Personne ne la regarde depuis longtemps. Personne. Ni son père qui n’a comme horizon que son ordinateur, ni sa mère qui semble investie d’une mission hygiéniste dévastatrice.

Son père s’enferme chaque jour davantage dans une bulle de labeur, sa mère s’enferme dans une frénésie de travail domestique entrecoupée de discours féministes.

Mais elle, personne ne la regarde plus depuis… elle ne saurait le dire.

Chaque matin, elle part pour l’école et là non plus, personne ne la regarde. Elle a beau s’interposer entre deux protagonistes, émettre une opinion dans les discours enflammés de la cour de récréation, rien, personne ne relève, ni ne lui intime l’ordre de se taire.

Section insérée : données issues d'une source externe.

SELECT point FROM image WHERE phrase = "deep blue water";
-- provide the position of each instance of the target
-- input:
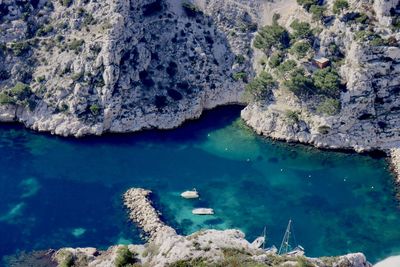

Non, jusqu’à l’institutrice qui ne la gronde pas lorsqu’elle est en retard.

Parfois, elle se demande si elle existe vraiment du moins, aux yeux des autres. Certes, diaphane et légère, elle est comme une plume ballottée par le vent. C’est vrai aussi, qu’elle est de ces gens qu’on voit et dont on ne se souvient pas toujours.

Mais depuis quelques temps, un profond sentiment de solitude teintée de mélancolie voire de tristesse l’envahit.

Un matin froid et lumineux, un matin de printemps où le soleil peine à réchauffer la terre, une fleur a poussé sur le trottoir. Là, juste devant elle. Comme elle se penche, elle s’aperçoit que des fleurs rouges ont envahi le trottoir. Puis des clématites et de la vigne folle recouvrent avec un bel ensemble les murs gris de la ville. Surprise elle lève la tête et rencontre le regard doux et aimant de sa grand-mère qui lui sourit. D’un coup, elle sent une onde d’amour et de bienveillance la submerger.

« Oh ! quel bonheur de te voir. Quel bonheur pour tout le monde !  Papa et Maman seront si heureux de s’être trompés. Tu n’es pas partie pour toujours là-haut dans le ciel, derrière les nuages. Non, tu es là ! Viens, on va…

Sa grand-mère lui a pris la main, la serrée contre son cœur.

« Tu sais ma chérie, les autres ne t’ignorent pas, c’est même pour cette raison que tu n’as pas compris. Ils te retiennent par leur amour et leurs pensées.

Ma Douceur, tu te souviens des néons froids, des infirmières et des docteurs ? T’en souviens-tu ?

Elle acquiesce lentement, peinant à comprendre…

Oui mon Cœur, tes parents ne se sont pas trompés. Je suis venue aujourd’hui t’emmener avec moi par-delà les nuages. Là, où l’on n’a ni froid, ni faim, et où personne ne meurt jamais.

Une douceur nouvelle l’a envahie à cet instant. Une torpeur cotonneuse s’est emparée de tout son être l’amenant tendrement à comprendre et à accepter. Elle s’est envolée doucement vers sa nouvelle destinée.